Each community celebrates differently, welcoming the approaching Shabbat through a combination of live music, team games, arts and crafts, storytelling, discussion over picnic dinners and wine, challah-baking workshops or communal Kiddush and candle-lighting. The focus of the gatherings is not on the rituals involved in the Sabbath, but rather on the richness and beauty inherent in the day; traditional texts mingle with contemporary Hebrew literature, classic poetry and the Israeli songbook. There are as many kippot and hair coverings as there are bare heads. Participants sing along and get up and dance.
“I love this initiative!” enthused Sara, a 29-year-old resident of Beit Shean. “It’s not coercive, it’s fun, and it gets people together in a lovely environment to relate a simply message: We are all different and yet we must all live together. Let us find the ties that bind us… ties like Shabbat.”
The communal Kabbalat Shabbat idea was initiated in 2010 by veteran Yachad Jewish identity coordinator Racheli Semo of Jersualem’s Givat Massua neighborhood. Semo explains that “the most important element is the fact that the festivities take place outside of the synagogue, because otherwise people who identify as secular would not feel welcome.” Today, Yachad’s 48 coordinators run Kabbalat Shabbat in community centers, parks and public spaces all across the country, from Eilat to the Golan Heights.
“This is how we welcome the Shabbat in 2019,” summarized Nati, a 43-year-old father of two from Yavne. “We celebrate our heritage – based on the past, we hang out and drink wine and enjoy the here and now, and we plan for our mutual future by building communities based on tolerance and respect.”
A Social and Cultural Encounter
The Yachad Program took the Kabbalat Shabbat sessions a step further last year with a brand new initiative called “Opening a Window to the Ruach” – playing on the Hebrew word that means both “wind” and “spirituality.” As opposed to meetings in the city’s public parks, this program specifically targets residents of newly-constructed hi-rise buildings in brand new neighborhoods, with the goal of encouraging them to create a strongly-bonded community on the backdrop of their shared heritage. The uniqueness of the initiative is that it empowers the residents themselves – both religious and secular – to take an active part in the planning and production of the Kabbalat Shabbat, which takes place in the building project’s central courtyards or shared green spaces.
“Our community joined the program last year and now it’s already a tradition,” related Ilan, a 36-year-old from Kfar Saba who identifies as secular. “All the neighbors take part – this one plays music, that one prepares a few words, another bakes a cake… we split up the jobs via our WhatsApp group so no one feels unduly burdened. It’s really a fantastic, peaceful way to cap off the week and bring in the Shabbat together. For the older generation it’s reminiscent of our youth, before Israel became so urban – when a neighborhood was still a neighborhood. But perhaps the most gratifying part of it is that our kids really love and look forward to Shabbat,” he said.

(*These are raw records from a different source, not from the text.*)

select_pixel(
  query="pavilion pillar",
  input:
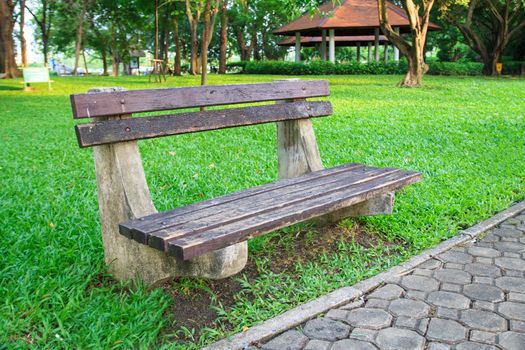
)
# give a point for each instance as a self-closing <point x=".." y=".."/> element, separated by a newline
<point x="297" y="47"/>
<point x="396" y="50"/>
<point x="323" y="45"/>
<point x="376" y="42"/>
<point x="331" y="34"/>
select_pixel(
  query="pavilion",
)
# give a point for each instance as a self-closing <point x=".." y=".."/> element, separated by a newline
<point x="357" y="41"/>
<point x="347" y="18"/>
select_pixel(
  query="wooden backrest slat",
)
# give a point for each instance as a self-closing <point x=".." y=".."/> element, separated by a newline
<point x="137" y="101"/>
<point x="118" y="130"/>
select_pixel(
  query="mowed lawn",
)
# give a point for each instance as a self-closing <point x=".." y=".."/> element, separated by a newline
<point x="466" y="135"/>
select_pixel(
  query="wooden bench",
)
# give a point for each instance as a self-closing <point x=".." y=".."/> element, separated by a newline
<point x="209" y="238"/>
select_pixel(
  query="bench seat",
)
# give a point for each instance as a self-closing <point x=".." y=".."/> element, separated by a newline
<point x="203" y="227"/>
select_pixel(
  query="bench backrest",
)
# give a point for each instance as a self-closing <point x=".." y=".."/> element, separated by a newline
<point x="120" y="105"/>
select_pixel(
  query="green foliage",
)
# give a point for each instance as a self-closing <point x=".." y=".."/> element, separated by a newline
<point x="464" y="134"/>
<point x="355" y="68"/>
<point x="454" y="68"/>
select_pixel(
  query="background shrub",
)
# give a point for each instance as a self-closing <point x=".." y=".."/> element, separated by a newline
<point x="372" y="68"/>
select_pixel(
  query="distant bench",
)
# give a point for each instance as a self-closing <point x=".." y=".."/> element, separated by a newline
<point x="36" y="75"/>
<point x="208" y="239"/>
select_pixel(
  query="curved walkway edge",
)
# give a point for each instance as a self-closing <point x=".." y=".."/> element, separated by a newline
<point x="326" y="333"/>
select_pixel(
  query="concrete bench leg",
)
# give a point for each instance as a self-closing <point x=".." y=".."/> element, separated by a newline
<point x="123" y="195"/>
<point x="298" y="154"/>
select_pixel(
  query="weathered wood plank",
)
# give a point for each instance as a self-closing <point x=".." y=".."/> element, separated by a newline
<point x="135" y="101"/>
<point x="190" y="225"/>
<point x="167" y="218"/>
<point x="112" y="131"/>
<point x="189" y="247"/>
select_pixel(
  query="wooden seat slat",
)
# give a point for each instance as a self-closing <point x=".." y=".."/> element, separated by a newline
<point x="166" y="219"/>
<point x="138" y="101"/>
<point x="129" y="129"/>
<point x="258" y="204"/>
<point x="188" y="247"/>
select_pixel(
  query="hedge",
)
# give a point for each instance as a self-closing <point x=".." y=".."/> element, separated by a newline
<point x="349" y="68"/>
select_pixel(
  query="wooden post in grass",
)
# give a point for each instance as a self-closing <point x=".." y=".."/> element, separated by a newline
<point x="123" y="195"/>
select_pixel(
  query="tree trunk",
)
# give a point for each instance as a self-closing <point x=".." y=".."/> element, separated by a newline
<point x="85" y="61"/>
<point x="156" y="40"/>
<point x="415" y="51"/>
<point x="23" y="43"/>
<point x="205" y="42"/>
<point x="224" y="37"/>
<point x="7" y="45"/>
<point x="79" y="35"/>
<point x="115" y="66"/>
<point x="416" y="65"/>
<point x="104" y="62"/>
<point x="490" y="47"/>
<point x="194" y="60"/>
<point x="178" y="48"/>
<point x="166" y="37"/>
<point x="194" y="42"/>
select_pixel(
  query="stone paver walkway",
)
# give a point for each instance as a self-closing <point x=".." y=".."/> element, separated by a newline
<point x="468" y="298"/>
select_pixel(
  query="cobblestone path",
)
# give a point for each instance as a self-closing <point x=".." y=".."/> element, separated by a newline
<point x="468" y="298"/>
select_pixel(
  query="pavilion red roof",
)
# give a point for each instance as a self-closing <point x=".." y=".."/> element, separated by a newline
<point x="339" y="40"/>
<point x="350" y="17"/>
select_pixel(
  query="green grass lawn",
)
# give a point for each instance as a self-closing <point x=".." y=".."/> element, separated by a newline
<point x="466" y="135"/>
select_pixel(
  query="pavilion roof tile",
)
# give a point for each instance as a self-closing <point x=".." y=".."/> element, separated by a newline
<point x="349" y="14"/>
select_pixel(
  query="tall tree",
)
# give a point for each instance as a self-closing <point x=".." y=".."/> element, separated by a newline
<point x="80" y="32"/>
<point x="210" y="13"/>
<point x="43" y="16"/>
<point x="177" y="11"/>
<point x="488" y="26"/>
<point x="418" y="14"/>
<point x="223" y="46"/>
<point x="194" y="11"/>
<point x="156" y="35"/>
<point x="7" y="45"/>
<point x="23" y="42"/>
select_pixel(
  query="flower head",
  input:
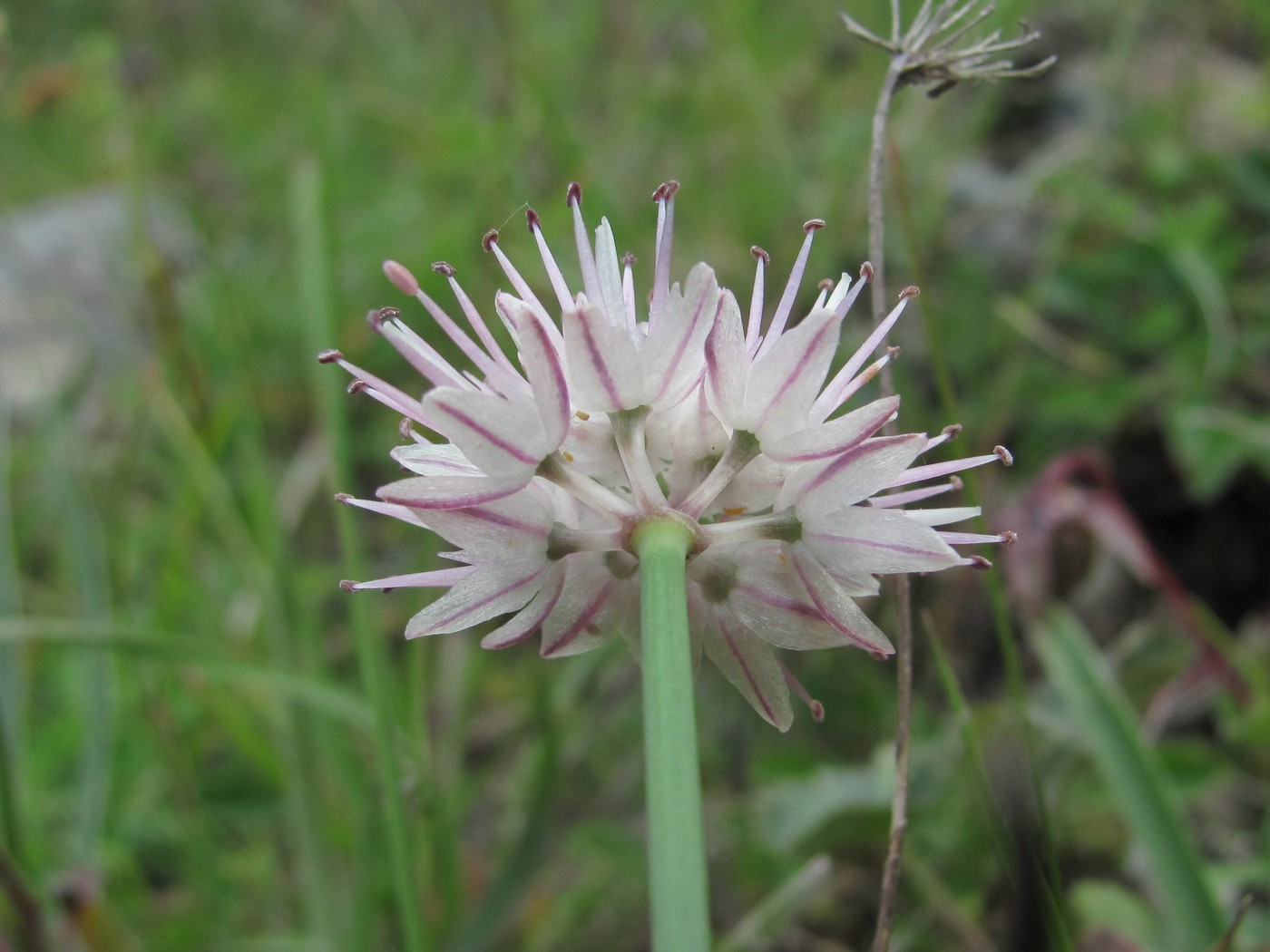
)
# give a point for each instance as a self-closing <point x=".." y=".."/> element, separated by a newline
<point x="537" y="470"/>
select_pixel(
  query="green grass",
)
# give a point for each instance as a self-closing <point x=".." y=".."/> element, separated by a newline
<point x="247" y="758"/>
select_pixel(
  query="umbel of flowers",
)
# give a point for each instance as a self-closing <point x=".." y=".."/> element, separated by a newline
<point x="615" y="408"/>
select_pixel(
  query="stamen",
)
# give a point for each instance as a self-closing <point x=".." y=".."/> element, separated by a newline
<point x="841" y="305"/>
<point x="402" y="277"/>
<point x="584" y="489"/>
<point x="558" y="282"/>
<point x="914" y="495"/>
<point x="835" y="393"/>
<point x="383" y="391"/>
<point x="978" y="539"/>
<point x="418" y="352"/>
<point x="629" y="294"/>
<point x="753" y="323"/>
<point x="586" y="256"/>
<point x="483" y="361"/>
<point x="508" y="376"/>
<point x="825" y="405"/>
<point x="664" y="199"/>
<point x="786" y="305"/>
<point x="523" y="287"/>
<point x="802" y="694"/>
<point x="920" y="473"/>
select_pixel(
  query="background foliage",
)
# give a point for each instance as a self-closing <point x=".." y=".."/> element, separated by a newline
<point x="196" y="197"/>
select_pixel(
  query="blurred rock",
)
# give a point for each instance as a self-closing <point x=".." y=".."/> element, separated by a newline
<point x="72" y="287"/>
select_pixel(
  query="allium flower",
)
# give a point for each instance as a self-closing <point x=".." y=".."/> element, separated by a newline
<point x="537" y="470"/>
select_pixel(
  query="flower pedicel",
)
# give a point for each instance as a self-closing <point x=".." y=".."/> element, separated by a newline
<point x="539" y="470"/>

“To me, the most important part of our neighborhood Kabbalat Shabbat is that no one is excluded,” said 32-year-old new mother Shira, of Netanya. “Yachad has empowered us as a group to cut through the cynicism and the barriers and to get straight to the core: Shabbat belongs to us all and we celebrate it together as a social and cultural encounter in a way that is meaningful to everyone. In our community, Shabbat is not about conflict,” she concluded. “It’s about unity.”